Ci sarebbe quindi un vantaggio da parte delle altre imprese europee?

Sappiamo che stiamo attraversando un periodo di crisi economica, tutti gli impianti sono sottoutilizzati e se il più grande stabilimento d’Europa si ferma tutti gli altri faranno festa.

Con quali ricadute per il nostro Paese?

L’intera produzione dell’Ilva inizierebbe a essere realizzata in un altro Paese. Avremmo quindi molte migliaia di lavoratori che resterebbero senza il posto di lavoro. L’occupazione diretta è stimabile sulle 8mila persone, e poi c’è tutto l’indotto, cioè le imprese che lavorano per fornire l’Ilva, le quali non lavorerebbero più, e tutte le imprese che utilizzano i prodotti dell’Ilva.



Può fare un esempio?

Un’azienda pugliese che produce guardrail utilizzando i laminati che vengono da uno stabilimento distante tre chilometri può essere competitiva. Se occorre invece fare venire l’acciaio da centinaia di migliaia di chilometri di distanza, non sarà più competitiva, anche perché in Puglia non c’è un grande mercato. Le imprese che utilizzano l’acciaio dell’Ilva riescono quindi a venderlo in gran parte lontano da Taranto, perché se ne approvvigionano a basso costo a poca distanza. Venendo a cessare questa produzione, anche chi fabbrica guardrail smetterebbe di essere competitivo. L’industria italiana è già segnata da una tendenza a delocalizzare la produzione.

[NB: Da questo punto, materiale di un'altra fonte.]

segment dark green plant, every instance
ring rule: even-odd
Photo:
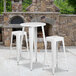
[[[74,13],[76,14],[76,0],[68,0],[68,3],[74,8]]]
[[[73,7],[68,5],[67,0],[55,0],[54,3],[59,7],[62,14],[72,14],[74,12]]]
[[[26,8],[32,4],[32,0],[23,0],[22,6],[23,6],[23,11],[26,12]]]
[[[6,10],[7,12],[12,11],[11,0],[6,0]]]

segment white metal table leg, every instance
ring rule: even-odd
[[[46,60],[47,60],[47,42],[45,40],[44,26],[42,26],[42,33],[43,33],[43,40],[44,40],[44,46],[45,46],[44,65],[46,65]]]
[[[33,66],[33,33],[34,29],[32,27],[29,28],[29,45],[30,45],[30,70],[32,71]]]
[[[37,62],[37,28],[34,28],[34,49],[35,49],[35,61]]]

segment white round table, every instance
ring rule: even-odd
[[[28,22],[28,23],[21,23],[20,24],[23,29],[25,27],[29,28],[29,46],[30,46],[30,69],[32,70],[32,65],[33,65],[33,50],[35,49],[35,58],[37,61],[37,27],[42,28],[42,33],[43,33],[43,39],[45,43],[45,32],[44,32],[44,26],[46,23],[42,22]],[[33,44],[34,44],[34,49],[33,49]]]

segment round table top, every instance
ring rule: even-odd
[[[45,26],[46,23],[43,23],[43,22],[26,22],[26,23],[21,23],[20,25],[22,27],[41,27],[41,26]]]

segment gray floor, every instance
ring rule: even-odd
[[[76,47],[66,47],[69,70],[66,71],[64,55],[59,52],[59,68],[55,76],[76,76]],[[53,76],[51,72],[51,52],[48,52],[47,64],[50,67],[43,70],[44,50],[38,52],[38,61],[35,63],[35,54],[33,54],[33,71],[30,71],[29,53],[23,50],[19,65],[16,62],[17,51],[10,52],[9,48],[0,46],[0,76]]]

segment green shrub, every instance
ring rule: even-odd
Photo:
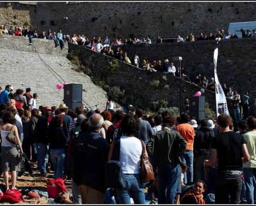
[[[24,25],[25,26],[27,26],[29,25],[29,23],[28,22],[25,22],[25,23],[24,23]]]
[[[216,112],[210,108],[210,104],[207,101],[205,101],[205,118],[208,119],[216,118]]]
[[[160,83],[159,80],[157,79],[153,79],[151,82],[150,82],[150,85],[152,89],[155,90],[158,90],[160,89]]]
[[[176,107],[165,108],[162,107],[159,109],[157,113],[161,114],[163,112],[166,110],[169,111],[171,114],[174,116],[175,117],[179,116],[179,109]]]
[[[108,94],[111,96],[114,101],[124,105],[126,102],[125,90],[121,91],[119,87],[113,87],[109,89]]]
[[[94,84],[104,89],[106,85],[106,81],[101,74],[93,74],[92,76],[92,81]]]

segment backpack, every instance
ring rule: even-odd
[[[110,127],[112,127],[113,128],[113,134],[111,138],[112,141],[117,136],[121,136],[121,130],[120,128],[117,128],[114,124],[111,125]]]
[[[120,163],[120,142],[119,138],[115,139],[111,159],[105,163],[105,186],[124,189],[127,184]]]
[[[4,193],[1,198],[2,202],[8,202],[10,204],[19,203],[21,200],[24,201],[22,197],[22,194],[18,190],[8,190]]]
[[[15,106],[17,109],[22,108],[24,106],[23,101],[21,99],[21,98],[18,97],[18,96],[16,96],[14,97],[14,99],[16,101],[15,102]]]
[[[23,103],[21,102],[20,101],[16,101],[15,102],[15,107],[16,107],[16,109],[17,109],[22,108],[23,107]]]

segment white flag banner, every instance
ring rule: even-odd
[[[229,115],[228,104],[226,97],[222,88],[220,84],[218,76],[217,75],[217,60],[218,59],[218,48],[214,50],[214,78],[215,79],[215,96],[216,101],[217,116],[220,114],[225,113]]]

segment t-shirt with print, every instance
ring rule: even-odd
[[[218,171],[242,171],[243,156],[242,145],[247,143],[241,134],[231,131],[222,132],[214,138],[211,148],[217,149]]]

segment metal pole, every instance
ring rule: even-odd
[[[181,116],[182,113],[182,66],[181,60],[179,59],[179,116]]]

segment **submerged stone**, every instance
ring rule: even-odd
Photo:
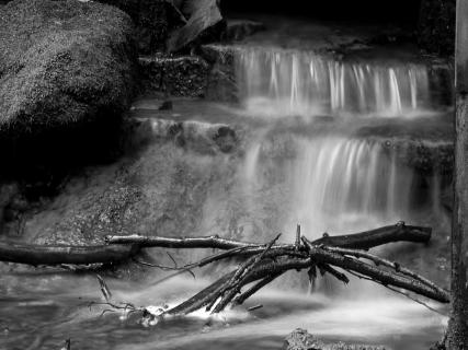
[[[380,346],[349,345],[344,342],[326,345],[305,329],[297,328],[286,337],[283,350],[385,350]]]

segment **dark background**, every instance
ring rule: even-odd
[[[221,0],[225,14],[267,13],[317,20],[416,24],[421,0]]]

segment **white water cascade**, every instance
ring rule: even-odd
[[[376,141],[264,137],[247,153],[244,176],[248,192],[282,184],[283,196],[273,201],[287,211],[283,232],[293,233],[296,223],[310,237],[356,232],[408,219],[412,212],[413,171]]]
[[[309,51],[241,48],[237,71],[246,106],[270,116],[401,117],[429,105],[426,68],[341,61]]]

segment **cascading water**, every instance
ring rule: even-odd
[[[307,51],[240,48],[244,103],[256,113],[408,116],[429,107],[424,66],[346,62]]]
[[[282,232],[281,240],[294,242],[297,223],[304,235],[315,238],[404,220],[433,226],[434,244],[411,254],[398,250],[397,260],[410,261],[418,270],[430,260],[431,278],[447,275],[433,262],[444,254],[436,247],[445,240],[444,231],[435,224],[442,222],[438,199],[445,175],[421,174],[411,159],[414,154],[406,154],[414,149],[392,143],[393,138],[414,136],[408,137],[410,124],[418,132],[416,143],[426,125],[437,129],[431,142],[443,141],[438,120],[427,113],[433,107],[432,83],[424,66],[342,61],[251,46],[236,48],[236,62],[241,108],[174,100],[173,110],[157,110],[159,101],[136,103],[133,113],[145,120],[141,139],[135,140],[138,152],[75,178],[46,208],[34,209],[31,218],[21,215],[22,229],[43,240],[50,237],[41,235],[46,228],[58,236],[54,242],[61,236],[70,241],[70,232],[77,242],[99,240],[91,230],[96,228],[100,233],[112,228],[118,234],[218,234],[255,242],[269,242]],[[424,118],[418,118],[420,114]],[[138,282],[105,277],[115,301],[176,304],[232,269],[209,266],[195,270],[196,280],[189,273],[165,280],[173,273],[173,260],[183,266],[213,252],[146,253],[142,260],[152,257],[170,270],[156,269]],[[201,310],[149,329],[135,318],[107,313],[105,305],[90,310],[90,302],[102,296],[91,275],[18,275],[10,273],[9,266],[1,271],[1,349],[58,349],[71,338],[72,347],[80,349],[271,350],[301,327],[332,341],[422,350],[442,332],[440,315],[386,294],[380,285],[352,280],[342,290],[323,285],[309,295],[307,275],[296,271],[249,300],[247,306],[264,305],[255,312],[238,307],[217,318]],[[132,268],[125,268],[127,272],[133,273]]]

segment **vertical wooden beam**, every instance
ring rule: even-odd
[[[452,310],[448,350],[468,350],[468,0],[457,0],[455,42],[455,173],[452,221]]]

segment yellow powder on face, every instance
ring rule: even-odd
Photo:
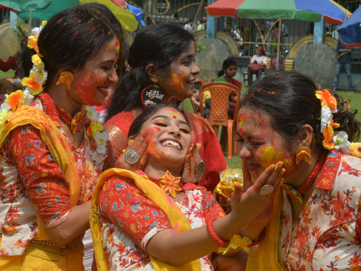
[[[180,90],[184,89],[184,82],[183,82],[182,76],[180,74],[177,73],[172,74],[171,83],[176,90]]]
[[[278,162],[282,161],[283,162],[282,167],[287,171],[292,168],[292,162],[291,159],[287,158],[287,155],[284,151],[276,151],[273,146],[262,147],[260,148],[257,155],[260,156],[260,158],[257,158],[257,160],[265,169],[270,165],[275,165]]]
[[[245,120],[246,117],[247,116],[247,111],[245,111],[244,113],[240,113],[238,116],[238,128],[241,128],[242,125],[243,124],[244,121]]]

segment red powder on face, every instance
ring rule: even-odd
[[[258,117],[258,119],[260,120],[260,125],[261,127],[265,127],[265,121],[264,120],[263,116],[261,115],[260,113],[257,114],[257,116]]]
[[[238,130],[238,133],[239,134],[240,136],[242,136],[243,134],[243,128],[239,128],[239,130]]]

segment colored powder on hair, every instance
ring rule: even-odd
[[[243,124],[244,121],[245,120],[247,117],[247,111],[244,111],[244,113],[241,113],[238,115],[238,127],[240,128],[242,125]]]

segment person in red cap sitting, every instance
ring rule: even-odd
[[[257,49],[257,54],[252,57],[251,60],[251,64],[248,65],[248,86],[252,83],[252,77],[253,74],[256,74],[256,78],[258,78],[264,71],[266,66],[267,65],[267,57],[265,55],[265,50],[262,46],[258,46]],[[252,64],[258,64],[259,65],[254,66]],[[250,67],[250,66],[251,66]],[[262,67],[260,66],[263,66]],[[251,68],[250,69],[250,68]]]

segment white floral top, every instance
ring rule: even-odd
[[[91,198],[103,169],[115,164],[109,142],[105,154],[96,151],[85,133],[79,149],[61,128],[53,102],[46,92],[30,106],[43,111],[69,143],[81,181],[78,205]],[[46,227],[66,219],[70,214],[69,185],[62,169],[54,162],[39,130],[30,125],[17,127],[9,134],[0,152],[0,256],[21,255],[38,232],[37,214]],[[82,237],[68,246],[82,249]]]
[[[147,178],[140,171],[136,172]],[[192,229],[205,224],[206,219],[225,215],[210,192],[193,184],[182,188],[186,197],[177,205]],[[154,270],[145,250],[148,241],[157,233],[171,228],[166,214],[149,201],[132,180],[118,176],[104,184],[99,197],[101,235],[110,271]],[[210,255],[200,259],[202,271],[212,271]]]
[[[311,197],[292,223],[284,191],[280,246],[287,270],[361,270],[361,159],[330,151]]]

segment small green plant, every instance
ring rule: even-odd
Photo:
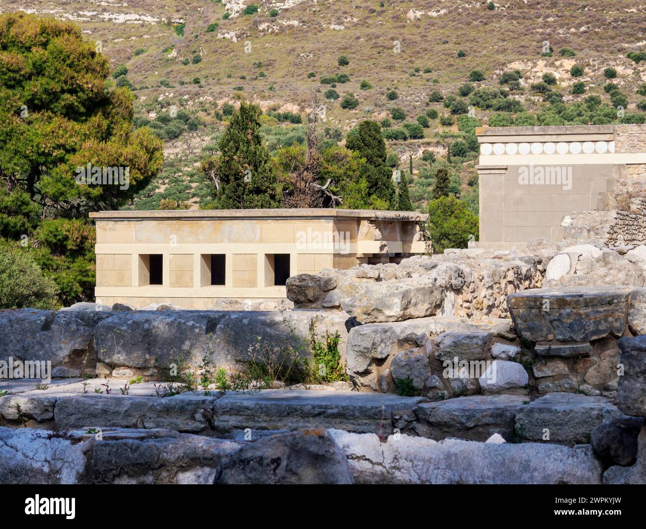
[[[581,77],[583,75],[583,68],[579,65],[574,65],[570,68],[570,75],[572,77]]]
[[[173,28],[175,29],[175,34],[178,37],[184,36],[184,28],[186,27],[186,23],[182,22],[181,24],[175,24]]]
[[[227,391],[231,389],[227,370],[220,368],[215,373],[215,387],[220,391]]]
[[[410,377],[405,379],[397,379],[395,381],[397,387],[397,395],[400,397],[414,397],[415,386],[413,384],[413,379]]]
[[[609,67],[603,70],[603,77],[606,79],[614,79],[617,77],[617,70],[612,67]]]
[[[309,325],[309,344],[312,352],[311,379],[313,382],[333,382],[349,380],[346,373],[346,364],[341,362],[339,351],[339,331],[331,335],[327,330],[323,341],[317,339],[317,320],[313,319]]]

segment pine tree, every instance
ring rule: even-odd
[[[397,206],[397,195],[392,180],[392,171],[386,164],[386,142],[377,121],[366,120],[359,123],[355,130],[348,134],[346,146],[366,158],[360,177],[366,178],[368,193],[388,204],[389,209]]]
[[[218,209],[278,207],[276,175],[260,136],[260,116],[257,106],[241,103],[220,140],[221,154],[210,167]]]
[[[435,173],[435,185],[433,186],[433,198],[439,198],[442,196],[448,196],[449,192],[448,170],[446,167],[440,167]]]
[[[413,203],[410,201],[410,195],[408,194],[408,179],[405,174],[402,175],[398,187],[397,211],[412,211]]]

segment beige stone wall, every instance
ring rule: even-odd
[[[405,220],[151,217],[97,220],[95,294],[103,303],[141,308],[172,299],[207,309],[218,298],[282,299],[285,287],[273,282],[275,254],[289,255],[289,275],[295,275],[421,247],[416,223]],[[163,256],[161,285],[149,284],[153,254]],[[212,254],[225,256],[224,285],[211,284]]]
[[[551,166],[535,166],[535,171]],[[519,178],[527,166],[480,178],[480,240],[527,242],[545,237],[561,240],[563,217],[573,211],[594,209],[615,185],[612,165],[571,165],[570,189],[562,185],[525,183]]]
[[[130,254],[96,256],[98,287],[130,287],[132,284],[132,257]]]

La chiusura dell’Ilva potrebbe aggravare questa situazione?

I motivi per cui la produzione è delocalizzata sono diversi, e uno è il divieto di produrre. Quello dell’Ilva non è un caso isolato, basti pensare a tutte le volte che un’impresa chiede di ampliare lo stabilimento, e dopo anni di tentativi non riesce a ottenere i permessi e quindi decide di andare a costruire un nuovo impianto in un altro Paese. Si tratta di casi in cui la delocalizzazione non avviene per motivi economici, ma semplicemente per la mancanza di un’autorizzazione.

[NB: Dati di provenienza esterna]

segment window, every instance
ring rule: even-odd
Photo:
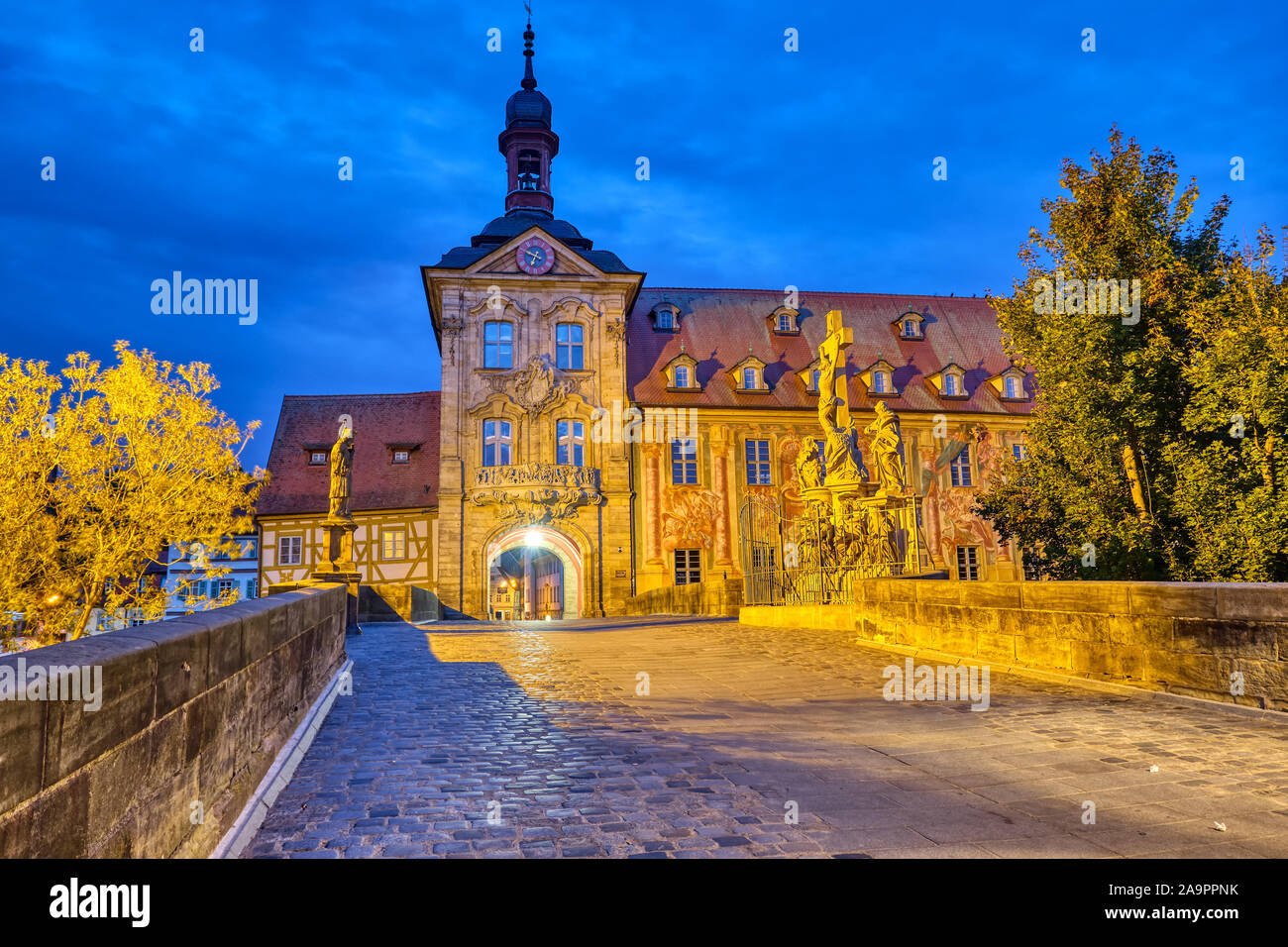
[[[531,148],[519,152],[519,191],[536,191],[541,183],[541,155]]]
[[[581,421],[555,424],[555,463],[582,466],[585,464],[586,437]]]
[[[514,363],[514,326],[509,322],[483,323],[483,367],[510,368]]]
[[[509,421],[483,421],[483,466],[507,466],[511,443]]]
[[[697,585],[702,581],[702,550],[675,550],[675,584]]]
[[[398,530],[380,530],[380,558],[381,559],[406,559],[407,558],[407,531]]]
[[[560,322],[555,326],[555,366],[580,370],[582,367],[581,349],[585,330],[576,322]]]
[[[747,483],[769,483],[769,442],[747,442]]]
[[[970,483],[970,445],[962,447],[948,465],[948,473],[954,487],[969,487]]]
[[[671,442],[671,483],[698,482],[698,441],[693,437]]]
[[[282,536],[277,541],[277,564],[299,566],[304,546],[303,536]]]

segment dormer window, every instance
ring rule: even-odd
[[[769,313],[769,329],[774,335],[800,335],[800,326],[796,320],[800,313],[790,305],[781,305]]]
[[[674,332],[680,327],[680,308],[674,303],[658,303],[649,313],[654,332]]]
[[[770,390],[765,384],[765,363],[750,352],[746,358],[729,367],[728,379],[735,392],[765,394]]]
[[[1028,401],[1028,392],[1024,390],[1024,372],[1011,365],[1006,371],[994,375],[988,380],[1002,401]]]
[[[877,353],[877,361],[859,372],[859,380],[867,385],[873,398],[895,398],[899,392],[894,387],[894,366]]]
[[[904,341],[921,341],[926,338],[926,317],[920,312],[905,312],[894,321],[895,331]]]
[[[966,390],[966,371],[956,362],[949,362],[934,375],[927,375],[926,381],[934,385],[940,398],[970,398]],[[997,383],[1001,388],[1001,381]]]

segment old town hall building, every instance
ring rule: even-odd
[[[1019,579],[1015,550],[970,512],[1023,456],[1033,394],[988,304],[645,286],[555,216],[559,138],[531,26],[524,39],[500,135],[505,214],[421,267],[442,390],[283,399],[261,585],[319,564],[340,415],[355,433],[354,559],[368,599],[404,617],[439,602],[477,617],[620,615],[662,585],[735,579],[743,500],[801,505],[793,461],[819,437],[832,309],[853,329],[858,429],[878,401],[899,415],[930,560],[954,579]]]

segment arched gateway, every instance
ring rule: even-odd
[[[524,526],[483,551],[483,600],[493,620],[576,618],[585,611],[581,550],[558,530]]]

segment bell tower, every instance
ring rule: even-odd
[[[559,135],[550,130],[550,99],[537,91],[532,75],[532,19],[523,31],[522,89],[505,103],[505,131],[497,139],[505,155],[507,188],[505,215],[544,214],[554,218],[550,162],[559,153]]]

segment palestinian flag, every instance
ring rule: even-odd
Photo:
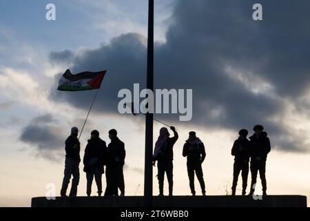
[[[72,75],[68,69],[59,80],[57,90],[77,91],[100,88],[106,70],[100,72],[82,72]]]

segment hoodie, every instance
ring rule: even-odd
[[[263,131],[258,137],[254,134],[249,139],[251,161],[255,160],[256,157],[260,157],[261,160],[266,160],[267,154],[271,150],[267,133]]]
[[[199,138],[188,139],[183,146],[183,157],[187,157],[187,163],[203,162],[205,158],[205,145]]]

L’Ilva quindi non è un caso isolato …

La vicenda dell’Ilva è tipica della situazione italiana, in quanto di punto in bianco si è arrivati alla chiusura. Per spegnere un altoforno ci vogliono dei mesi di lavoro, ma poi non lo si riaccende mai più.

Di fronte a delle morti per inquinamento, il giudice forse non aveva scelta …

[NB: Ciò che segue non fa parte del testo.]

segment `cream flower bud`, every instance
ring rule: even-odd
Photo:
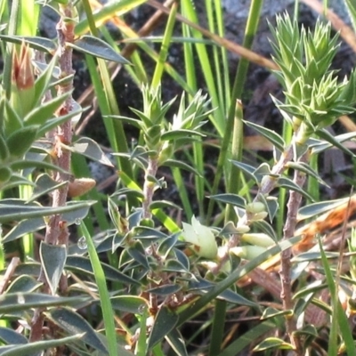
[[[255,201],[246,206],[246,211],[247,213],[258,214],[266,211],[266,207],[263,203],[261,203],[261,201]]]
[[[266,251],[266,248],[260,246],[237,246],[230,249],[231,254],[245,260],[253,260]]]
[[[182,222],[182,236],[185,241],[192,244],[192,249],[200,257],[213,259],[217,255],[217,244],[212,231],[202,225],[193,216],[191,225]]]
[[[241,236],[241,239],[261,247],[270,247],[276,244],[273,239],[265,233],[246,233]]]

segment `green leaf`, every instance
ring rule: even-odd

Non posso certo mettermi al posto del giudice. Mi piacerebbe sapere se le morti per inquinamento siano dovute a situazioni che esistono ancora o che non esistono più. In passato non erano rispettati gli standard, oggi l’azienda sostiene che lo sono. Quello che mi sembra abbastanza certo è che le morti si sono verificate in una situazione molto diversa da quella attuale.

Quali sono le differenze tra i divieti presenti in Italia e quelli degli altri Paesi Ue?

Le differenze riguardano soprattutto i rapporti con la gestione del territorio, in primo luogo le autorizzazioni a costruire. Quest’ultime non devono essere date sempre, né con eccessiva larghezza. L’importante è che si conoscano i criteri con cui sono assegnate e che le decisioni siano rapide. Quello dell’Ilva è un caso particolarmente critico, perché si tratta di un’industria che di per sé è particolarmente inquinante. Ma ci sono insediamenti come quelli della grande distribuzione organizzata, è famoso il caso dell’Ikea, che certamente non sono inquinanti. La conseguenza è che i posti di lavoro vanno a finire altrove, e sembra ovviamente che questo Paese possa fare a meno di posti di lavoro.